Britain's biggest farmer goes GM-free / British government seen postponing GM decision
*British Government Seen Postponing GM Decision
*Britain's biggest farmer goes GM-free
British Government Seen Postponing GM Decision
By Jeremy Lovell
Mon 20 October, 2003 12:44 BST
LONDON (Reuters) - Britain is likely to have to wait several years before it sees genetically modified crops being grown commercially, if at all, because of the high political risk, analysts said Monday.
Test results are starting to stack up against the introduction of so-called Frankenstein Food crops, and public opinion is moving even more strongly against them.
"I think the government is going to prevaricate. There will be no decision for at least a year, and by then you are getting close to the next likely election," said Michael Meacher, Blair's environment minister from 1997 to 2003.
Political pollster Peter Kellner told Reuters: "The government will play safe on this until after the next election."
The popularity of the once unassailable Prime Minister Tony Blair has been steadily declining since the Labor Party's second successive landslide electoral victory in 2001, and it has been in free-fall since the Iraq war in March this year.
"Blair has lost public confidence. To go ahead with GMs in the face of all the science would be an absolutely needless own goal," Meacher told Reuters. "It would be explosive if they go ahead with GM crops."
Most of the pressure in favor of GM crops is from across the Atlantic and is being fronted by President Bush.
But that in itself could militate against Blair going out on a limb to endorse GM crops.
"Blair has already done a huge favor for Bush on Iraq and paid heavily for it. His political instincts will stop him doing Bush another big favor, especially as it is by no means clear that he is guaranteed re-election next year," Meacher said.
The government, which professes to be neutral on the issue but which is widely felt to be fundamentally in favor, launched a series of trials of genetically modified crops well before the last election.
The latest results last week on trials of oilseed rape and sugar beet found that they were harmful to wildlife.
That followed revelations days earlier that GM contamination of conventional crops several miles away had been discovered.
"The tests were set up to buy time and allow opposition to cool. But if anything, opposition has hardened," Meacher said.
Major agrochemical manufacturers like Monsanto, who have invested heavily in GM crops, are pushing strongly for their approval.
But The European Union is dithering and the timetable for an announcement by Britain has been steadily slipping.
Even British farmers who have been told there are great cost advantages to GM crops are keeping quiet.
"They won't do or say a thing because they fear a consumer backlash," said Robert Bojduniak, editor of industry newsletter Farm Brief. "The UK industry will simply sit and wait.
Co-op goes GM-free
BBC News, 21 October 2003
The Co-op is Britain's biggest farmer (85,000 acres of land) and sells £5bn worth of food annually.
Co-op goes GM-free
The Co-op has announced that it is banning genetically modified food and ingredients throughout its entire business.
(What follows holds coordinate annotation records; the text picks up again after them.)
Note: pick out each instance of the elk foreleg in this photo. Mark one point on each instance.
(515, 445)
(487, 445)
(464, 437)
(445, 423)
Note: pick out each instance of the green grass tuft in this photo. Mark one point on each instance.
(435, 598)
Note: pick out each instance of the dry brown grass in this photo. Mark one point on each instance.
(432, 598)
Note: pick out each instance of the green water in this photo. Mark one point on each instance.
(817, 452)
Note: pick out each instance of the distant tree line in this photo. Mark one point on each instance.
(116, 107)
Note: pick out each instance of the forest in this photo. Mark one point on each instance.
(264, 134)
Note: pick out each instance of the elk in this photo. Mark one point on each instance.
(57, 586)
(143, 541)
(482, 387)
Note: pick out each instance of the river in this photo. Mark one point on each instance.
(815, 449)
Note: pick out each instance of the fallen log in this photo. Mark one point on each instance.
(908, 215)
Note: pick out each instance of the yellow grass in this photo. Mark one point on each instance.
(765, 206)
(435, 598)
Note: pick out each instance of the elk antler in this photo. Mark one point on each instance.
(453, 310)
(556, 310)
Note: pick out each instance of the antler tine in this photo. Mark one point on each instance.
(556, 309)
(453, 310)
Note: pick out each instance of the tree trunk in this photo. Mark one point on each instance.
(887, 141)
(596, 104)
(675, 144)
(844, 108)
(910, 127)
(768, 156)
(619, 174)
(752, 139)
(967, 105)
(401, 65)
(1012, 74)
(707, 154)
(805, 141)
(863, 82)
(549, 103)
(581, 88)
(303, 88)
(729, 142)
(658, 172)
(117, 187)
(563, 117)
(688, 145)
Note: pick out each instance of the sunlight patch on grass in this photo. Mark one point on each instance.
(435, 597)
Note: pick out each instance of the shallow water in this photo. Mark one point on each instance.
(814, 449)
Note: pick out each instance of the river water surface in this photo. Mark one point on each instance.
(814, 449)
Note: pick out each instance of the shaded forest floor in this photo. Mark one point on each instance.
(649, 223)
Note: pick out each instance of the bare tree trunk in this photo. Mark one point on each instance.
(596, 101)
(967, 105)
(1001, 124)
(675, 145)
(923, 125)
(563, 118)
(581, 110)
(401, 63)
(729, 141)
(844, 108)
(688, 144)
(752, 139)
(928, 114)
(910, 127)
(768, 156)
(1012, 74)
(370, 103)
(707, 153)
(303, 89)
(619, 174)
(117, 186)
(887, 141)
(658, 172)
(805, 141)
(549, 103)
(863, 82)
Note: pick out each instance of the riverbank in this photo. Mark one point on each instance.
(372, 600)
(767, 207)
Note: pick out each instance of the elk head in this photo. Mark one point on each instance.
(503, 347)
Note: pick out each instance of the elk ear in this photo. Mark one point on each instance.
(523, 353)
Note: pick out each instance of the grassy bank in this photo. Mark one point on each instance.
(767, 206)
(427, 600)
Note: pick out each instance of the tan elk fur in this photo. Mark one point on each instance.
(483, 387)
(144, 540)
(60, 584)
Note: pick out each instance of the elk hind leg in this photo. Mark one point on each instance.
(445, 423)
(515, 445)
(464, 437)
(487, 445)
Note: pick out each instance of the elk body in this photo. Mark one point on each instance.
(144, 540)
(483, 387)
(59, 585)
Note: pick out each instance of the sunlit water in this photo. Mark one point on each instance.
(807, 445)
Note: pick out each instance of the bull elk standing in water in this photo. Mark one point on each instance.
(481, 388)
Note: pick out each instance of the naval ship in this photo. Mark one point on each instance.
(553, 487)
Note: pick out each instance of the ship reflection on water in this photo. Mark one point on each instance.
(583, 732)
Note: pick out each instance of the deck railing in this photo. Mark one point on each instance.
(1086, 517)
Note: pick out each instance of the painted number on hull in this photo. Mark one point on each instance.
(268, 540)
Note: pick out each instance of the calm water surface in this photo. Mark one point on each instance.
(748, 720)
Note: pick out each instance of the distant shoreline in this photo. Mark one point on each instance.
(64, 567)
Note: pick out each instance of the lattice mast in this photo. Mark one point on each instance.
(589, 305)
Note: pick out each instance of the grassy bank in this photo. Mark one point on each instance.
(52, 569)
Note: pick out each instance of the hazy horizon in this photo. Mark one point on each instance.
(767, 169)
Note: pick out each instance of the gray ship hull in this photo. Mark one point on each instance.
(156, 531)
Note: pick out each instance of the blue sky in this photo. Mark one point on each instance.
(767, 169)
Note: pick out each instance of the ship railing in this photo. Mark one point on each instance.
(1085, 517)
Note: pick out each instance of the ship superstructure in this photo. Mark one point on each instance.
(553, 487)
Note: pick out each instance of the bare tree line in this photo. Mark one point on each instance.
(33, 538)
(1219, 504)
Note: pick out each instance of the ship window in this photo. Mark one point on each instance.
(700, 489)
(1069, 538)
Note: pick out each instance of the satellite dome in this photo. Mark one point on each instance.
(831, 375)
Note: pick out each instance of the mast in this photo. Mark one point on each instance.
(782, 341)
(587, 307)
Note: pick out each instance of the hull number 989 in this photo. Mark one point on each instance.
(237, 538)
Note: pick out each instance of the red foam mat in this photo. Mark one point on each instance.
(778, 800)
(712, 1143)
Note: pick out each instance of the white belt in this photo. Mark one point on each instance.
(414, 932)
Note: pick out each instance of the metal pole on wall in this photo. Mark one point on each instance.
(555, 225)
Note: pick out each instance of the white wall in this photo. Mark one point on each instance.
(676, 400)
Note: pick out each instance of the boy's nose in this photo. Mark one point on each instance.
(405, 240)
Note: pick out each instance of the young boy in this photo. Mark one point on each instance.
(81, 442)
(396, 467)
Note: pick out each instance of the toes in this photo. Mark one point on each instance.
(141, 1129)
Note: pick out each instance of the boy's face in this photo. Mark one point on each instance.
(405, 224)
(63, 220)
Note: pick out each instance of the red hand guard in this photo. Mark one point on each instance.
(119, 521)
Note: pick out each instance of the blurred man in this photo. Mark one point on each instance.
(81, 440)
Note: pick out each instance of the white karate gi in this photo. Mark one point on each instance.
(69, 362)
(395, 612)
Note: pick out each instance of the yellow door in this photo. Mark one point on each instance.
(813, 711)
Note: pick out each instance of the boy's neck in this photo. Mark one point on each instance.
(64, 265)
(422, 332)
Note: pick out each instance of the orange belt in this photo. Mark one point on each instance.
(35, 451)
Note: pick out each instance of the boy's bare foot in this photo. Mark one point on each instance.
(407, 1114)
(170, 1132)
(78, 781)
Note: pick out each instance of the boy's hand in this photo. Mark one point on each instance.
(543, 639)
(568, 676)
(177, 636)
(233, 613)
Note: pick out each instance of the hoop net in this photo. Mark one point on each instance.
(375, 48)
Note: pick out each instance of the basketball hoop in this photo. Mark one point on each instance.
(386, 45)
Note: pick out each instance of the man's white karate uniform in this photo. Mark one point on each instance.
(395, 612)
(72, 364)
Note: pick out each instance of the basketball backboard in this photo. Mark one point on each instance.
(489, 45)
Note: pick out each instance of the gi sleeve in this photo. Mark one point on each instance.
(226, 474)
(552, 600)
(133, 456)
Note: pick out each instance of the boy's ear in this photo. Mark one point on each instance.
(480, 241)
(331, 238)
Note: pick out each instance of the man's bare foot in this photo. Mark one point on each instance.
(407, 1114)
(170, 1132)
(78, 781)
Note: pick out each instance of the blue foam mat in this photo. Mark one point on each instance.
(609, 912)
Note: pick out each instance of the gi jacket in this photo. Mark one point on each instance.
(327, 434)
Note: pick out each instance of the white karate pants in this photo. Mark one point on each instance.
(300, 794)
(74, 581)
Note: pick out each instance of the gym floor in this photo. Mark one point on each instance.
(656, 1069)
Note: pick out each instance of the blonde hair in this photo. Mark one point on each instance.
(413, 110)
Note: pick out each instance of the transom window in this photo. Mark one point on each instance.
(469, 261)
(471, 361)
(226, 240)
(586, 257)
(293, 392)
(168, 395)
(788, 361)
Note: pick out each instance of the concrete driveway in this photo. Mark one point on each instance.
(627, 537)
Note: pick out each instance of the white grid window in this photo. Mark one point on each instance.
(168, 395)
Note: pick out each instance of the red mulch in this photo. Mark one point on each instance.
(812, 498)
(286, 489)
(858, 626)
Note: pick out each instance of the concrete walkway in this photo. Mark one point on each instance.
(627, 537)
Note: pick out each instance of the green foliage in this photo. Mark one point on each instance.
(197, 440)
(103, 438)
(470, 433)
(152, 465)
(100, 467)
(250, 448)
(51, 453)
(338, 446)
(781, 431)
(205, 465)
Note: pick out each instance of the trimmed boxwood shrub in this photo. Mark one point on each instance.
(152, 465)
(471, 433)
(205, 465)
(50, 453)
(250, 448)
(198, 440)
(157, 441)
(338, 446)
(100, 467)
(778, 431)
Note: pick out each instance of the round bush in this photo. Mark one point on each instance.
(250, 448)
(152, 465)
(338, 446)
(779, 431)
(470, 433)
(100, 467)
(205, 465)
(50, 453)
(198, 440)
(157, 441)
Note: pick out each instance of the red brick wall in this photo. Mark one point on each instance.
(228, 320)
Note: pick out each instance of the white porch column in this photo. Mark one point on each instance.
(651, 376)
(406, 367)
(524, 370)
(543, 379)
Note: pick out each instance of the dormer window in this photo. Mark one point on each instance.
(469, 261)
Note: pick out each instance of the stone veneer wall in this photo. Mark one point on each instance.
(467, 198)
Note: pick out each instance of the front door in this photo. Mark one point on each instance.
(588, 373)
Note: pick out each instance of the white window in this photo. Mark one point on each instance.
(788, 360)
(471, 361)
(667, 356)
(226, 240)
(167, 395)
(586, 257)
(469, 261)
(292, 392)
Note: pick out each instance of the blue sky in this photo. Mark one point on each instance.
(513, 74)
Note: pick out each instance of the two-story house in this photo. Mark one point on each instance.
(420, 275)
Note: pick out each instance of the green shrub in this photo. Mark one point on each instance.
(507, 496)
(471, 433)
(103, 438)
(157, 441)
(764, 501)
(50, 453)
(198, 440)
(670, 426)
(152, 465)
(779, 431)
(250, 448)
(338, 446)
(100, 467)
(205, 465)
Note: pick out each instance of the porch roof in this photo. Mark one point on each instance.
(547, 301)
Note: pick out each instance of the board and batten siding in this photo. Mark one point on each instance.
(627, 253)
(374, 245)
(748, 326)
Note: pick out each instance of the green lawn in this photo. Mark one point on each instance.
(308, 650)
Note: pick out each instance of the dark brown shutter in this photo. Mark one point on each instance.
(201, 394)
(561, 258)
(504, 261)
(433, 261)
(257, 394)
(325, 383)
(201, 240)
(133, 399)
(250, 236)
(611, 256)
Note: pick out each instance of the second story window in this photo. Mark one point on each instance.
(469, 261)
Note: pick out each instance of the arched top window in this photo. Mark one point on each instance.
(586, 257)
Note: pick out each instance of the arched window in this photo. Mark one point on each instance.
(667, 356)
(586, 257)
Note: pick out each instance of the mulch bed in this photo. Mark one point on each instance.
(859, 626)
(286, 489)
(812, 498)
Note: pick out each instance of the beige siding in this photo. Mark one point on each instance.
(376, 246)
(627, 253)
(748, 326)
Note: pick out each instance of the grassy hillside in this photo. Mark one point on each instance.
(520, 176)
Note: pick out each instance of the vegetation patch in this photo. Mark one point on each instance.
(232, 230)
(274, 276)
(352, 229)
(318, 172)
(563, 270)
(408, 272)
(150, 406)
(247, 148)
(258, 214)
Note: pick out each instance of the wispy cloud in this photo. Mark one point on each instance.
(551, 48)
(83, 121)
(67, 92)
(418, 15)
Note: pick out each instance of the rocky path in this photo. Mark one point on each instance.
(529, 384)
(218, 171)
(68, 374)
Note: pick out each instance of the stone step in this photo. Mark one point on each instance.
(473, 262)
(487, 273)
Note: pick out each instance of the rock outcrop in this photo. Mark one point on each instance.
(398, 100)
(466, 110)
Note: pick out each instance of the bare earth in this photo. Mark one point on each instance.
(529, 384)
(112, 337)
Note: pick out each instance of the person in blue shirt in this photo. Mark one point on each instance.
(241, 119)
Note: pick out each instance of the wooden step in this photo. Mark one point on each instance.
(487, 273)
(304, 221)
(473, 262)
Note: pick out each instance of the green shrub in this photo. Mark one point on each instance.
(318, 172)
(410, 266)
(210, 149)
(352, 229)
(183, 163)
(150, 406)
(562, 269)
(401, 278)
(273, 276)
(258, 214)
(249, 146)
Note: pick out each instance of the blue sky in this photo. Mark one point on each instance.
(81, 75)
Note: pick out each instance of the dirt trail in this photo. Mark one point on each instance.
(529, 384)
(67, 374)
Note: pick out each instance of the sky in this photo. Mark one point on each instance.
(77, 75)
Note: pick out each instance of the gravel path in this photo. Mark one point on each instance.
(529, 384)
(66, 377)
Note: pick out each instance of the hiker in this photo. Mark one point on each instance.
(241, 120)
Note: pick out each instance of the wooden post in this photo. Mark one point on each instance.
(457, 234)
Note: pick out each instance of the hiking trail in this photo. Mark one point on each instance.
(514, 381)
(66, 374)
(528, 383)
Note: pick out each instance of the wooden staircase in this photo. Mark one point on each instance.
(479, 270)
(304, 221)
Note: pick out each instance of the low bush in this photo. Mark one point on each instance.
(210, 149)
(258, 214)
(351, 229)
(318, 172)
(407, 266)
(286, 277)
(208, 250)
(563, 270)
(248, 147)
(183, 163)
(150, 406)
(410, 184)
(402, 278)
The company, which owns farms, supermarkets and a bank, has said it has taken the decision as a result of a survey of its customers.
Animals on its 85,000 acres of farms will not be given GM feed, the firm says.
And it is banning GM from its entire business after four-fifths of Co-op customers surveyed said they would not knowingly buy food containing GM ingredients
The Co-op will also refuse to grow GM crops even if the government insists it is safe.
The groups move is likely to put pressure on other supermarket groups to eliminate GM ingredients from their food produce.
Tesco - the UK's biggest supermarket chain - already says it will no longer sell meat from animals that have been raised on GM feeds.
In 1998, Iceland became the first retailer to remove GM ingredients from its own-label products.
Last week, a major environmental-impact study of GM crops found an oilseed rape and a beet crop to be more harmful to many groups of wildlife than their conventional equivalents.
The results of the crop trials, although mixed, were portrayed in the media as a massive blow to efforts to introduce commercial farming of GM.
The Co-op survey, done over the weekend by NOP World, suggested 55% of people were against GM with 38% yet to be convinced of its benefits.
And 78% were yet to be convinced that the commercial growing of GM crops should be allowed in the UK.
Martin Beaumont, chief executive of the Co-operative Group, said: "On the strength of current scientific knowledge and the overwhelming opposition of our members, the Co-op is saying no to commercial growing of GM crops in the UK.
"And we would urge other consumer-led businesses to follow this precautionary approach. Too little is still understood about this technology and how it would impact on our environment in future generations.
"Let the science and research continue, but unless or until the case is convincingly made, the government has a responsibility to keep the lid on commercial growing."